81. The method of any one of Claims 1 -25 , wherein the therapeutically effective amount of the amylin agonist compound is from 100 μg/day to 1 mg/day.
82. The method of any one of Claims 1-25, wherein the therapeutically effective amount of the amylin agonist analog is administered daily in a single or divided dose.
83. The method of any one of Claims 1-60 wherein the therapeutically effective amount of the amylin agonist analog is from 100 μg/week to 1 mg/week.
84. The method of any one of Claims 1-60 wherein the therapeutically effective amount of the amylin agonist analog is from 100 μg/month to 1 mg/month.
85. The method of any one of Claims 1-25, wherein the therapeutically effective amount of the amylin agonist analog provides at least a therapeutically effective minimum plasma level of the amylin agonist compound.
86. The method of any one of Claims 1-25, wherein the amylin agonist compound is a compound of Formula (VII).
87. The method of any one of Claims 1-25, wherein the amylin agonist compound is a compound of Formula (VIII).
88. The method of any one of Claims 1-25, wherein the amylin agonist compound is a compound of Formula (IX).
89. The method of any one of Claims 1-25, wherein the amylin agonist compound is a compound of Formula (X).

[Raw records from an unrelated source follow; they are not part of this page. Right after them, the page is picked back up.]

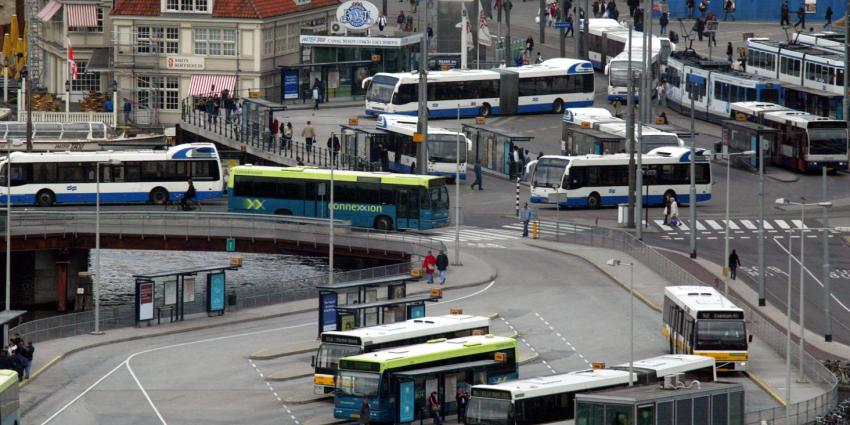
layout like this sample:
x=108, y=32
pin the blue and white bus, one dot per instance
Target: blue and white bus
x=156, y=176
x=550, y=86
x=594, y=181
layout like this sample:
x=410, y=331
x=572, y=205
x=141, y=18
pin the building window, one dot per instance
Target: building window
x=215, y=42
x=200, y=6
x=157, y=40
x=158, y=92
x=85, y=81
x=98, y=28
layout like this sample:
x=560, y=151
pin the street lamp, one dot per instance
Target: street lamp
x=803, y=205
x=96, y=282
x=726, y=244
x=616, y=263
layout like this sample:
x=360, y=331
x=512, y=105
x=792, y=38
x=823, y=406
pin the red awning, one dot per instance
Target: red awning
x=52, y=7
x=211, y=84
x=82, y=15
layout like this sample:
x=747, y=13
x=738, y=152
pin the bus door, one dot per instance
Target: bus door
x=407, y=208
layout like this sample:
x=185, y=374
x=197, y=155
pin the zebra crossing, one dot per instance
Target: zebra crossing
x=738, y=228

90. The method of any one of Claims 1-25, wherein the amylin agonist compound comprises a fragment of a human amylin amino acid sequence, a fragment of a rat amino acid sequence, a fragment of a salmon calcitonin amino acid sequence, a fragment of a human calcitonin sequence, or a combination of two or more thereof.

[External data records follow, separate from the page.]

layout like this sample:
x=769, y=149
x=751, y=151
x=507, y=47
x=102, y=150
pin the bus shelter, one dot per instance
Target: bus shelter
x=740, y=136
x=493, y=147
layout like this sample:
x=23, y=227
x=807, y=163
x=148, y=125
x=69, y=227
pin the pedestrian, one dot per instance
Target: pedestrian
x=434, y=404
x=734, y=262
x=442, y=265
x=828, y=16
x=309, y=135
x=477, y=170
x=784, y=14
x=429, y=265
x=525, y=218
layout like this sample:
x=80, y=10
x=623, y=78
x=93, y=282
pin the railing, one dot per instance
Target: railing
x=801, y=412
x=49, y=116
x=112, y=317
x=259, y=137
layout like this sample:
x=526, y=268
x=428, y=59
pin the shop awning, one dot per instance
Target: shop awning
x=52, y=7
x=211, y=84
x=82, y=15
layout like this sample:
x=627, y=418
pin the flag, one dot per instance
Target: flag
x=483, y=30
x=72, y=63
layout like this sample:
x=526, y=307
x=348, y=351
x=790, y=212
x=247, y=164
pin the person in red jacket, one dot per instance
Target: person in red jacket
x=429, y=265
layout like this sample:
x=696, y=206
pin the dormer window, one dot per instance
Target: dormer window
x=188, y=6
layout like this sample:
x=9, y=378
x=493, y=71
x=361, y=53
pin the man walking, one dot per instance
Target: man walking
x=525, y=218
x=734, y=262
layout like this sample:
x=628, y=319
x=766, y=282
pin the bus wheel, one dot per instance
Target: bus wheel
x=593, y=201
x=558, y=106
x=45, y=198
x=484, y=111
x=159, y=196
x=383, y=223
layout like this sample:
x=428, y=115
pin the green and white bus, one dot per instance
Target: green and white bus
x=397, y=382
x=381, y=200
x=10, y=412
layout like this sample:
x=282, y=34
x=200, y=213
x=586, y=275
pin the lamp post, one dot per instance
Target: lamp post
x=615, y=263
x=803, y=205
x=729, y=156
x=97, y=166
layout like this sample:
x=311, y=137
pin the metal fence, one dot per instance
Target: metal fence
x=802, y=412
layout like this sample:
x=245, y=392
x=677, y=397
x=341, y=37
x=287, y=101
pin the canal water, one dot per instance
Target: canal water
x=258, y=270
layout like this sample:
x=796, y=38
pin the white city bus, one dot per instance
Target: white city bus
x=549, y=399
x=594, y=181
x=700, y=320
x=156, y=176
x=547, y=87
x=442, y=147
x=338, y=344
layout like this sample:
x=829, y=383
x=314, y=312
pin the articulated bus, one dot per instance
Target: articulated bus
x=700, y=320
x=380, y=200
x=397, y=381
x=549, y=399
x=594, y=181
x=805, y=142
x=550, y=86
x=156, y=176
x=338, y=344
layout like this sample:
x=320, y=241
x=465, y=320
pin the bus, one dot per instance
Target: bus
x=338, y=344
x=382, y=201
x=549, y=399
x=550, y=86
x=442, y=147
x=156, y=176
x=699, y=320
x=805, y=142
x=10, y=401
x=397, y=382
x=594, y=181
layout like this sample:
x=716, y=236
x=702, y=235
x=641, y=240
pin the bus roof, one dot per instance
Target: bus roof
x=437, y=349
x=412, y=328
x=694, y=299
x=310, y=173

91. The method of any one of Claims 1 -25 , wherein the amylin agonist compound comprises (a) a loop region; (b) an α helix loop type I; and (c) a C-terminal tail.
92. The method of any one of Claims 1-25, wherein the amylin agonist compound comprises (i) an amylin peptide fragment and (ii) a calcitonin peptide fragment.
93. The method of Claim 92, wherein the amylin is human amylin or rat amylin; and the calcitonin is human calcitonin or salmon calcitonin.
94. The method of any one of Claims 1-25, wherein the mammal has diabetes.
95. The method of any one of Claims 1-14 and 94, which further comprises improving glycemic control in the estrogen-deficient mammal in need thereof.
96. The method of Claim 95, wherein the method of improving glycemic control is a method of lowering blood glucose levels or reducing hemoglobin AIc (HbAIc) levels.
97. The method of any one of Claims 15-24 and 94, which further comprises improving glycemic control in the menopausal, postmenopausal, or perimenopausal female mammal in need thereof.
98. The method of Claim 97, wherein the method of improving glycemic control is a method of lowering blood glucose levels or reducing hemoglobin AIc (HbAIc) levels.
99. The method of any one of Claims 1-98, wherein the amylin agonist compound comprises the amino acid sequence of SEQ ID NO: 142 or a pharmaceutically acceptable salt thereof.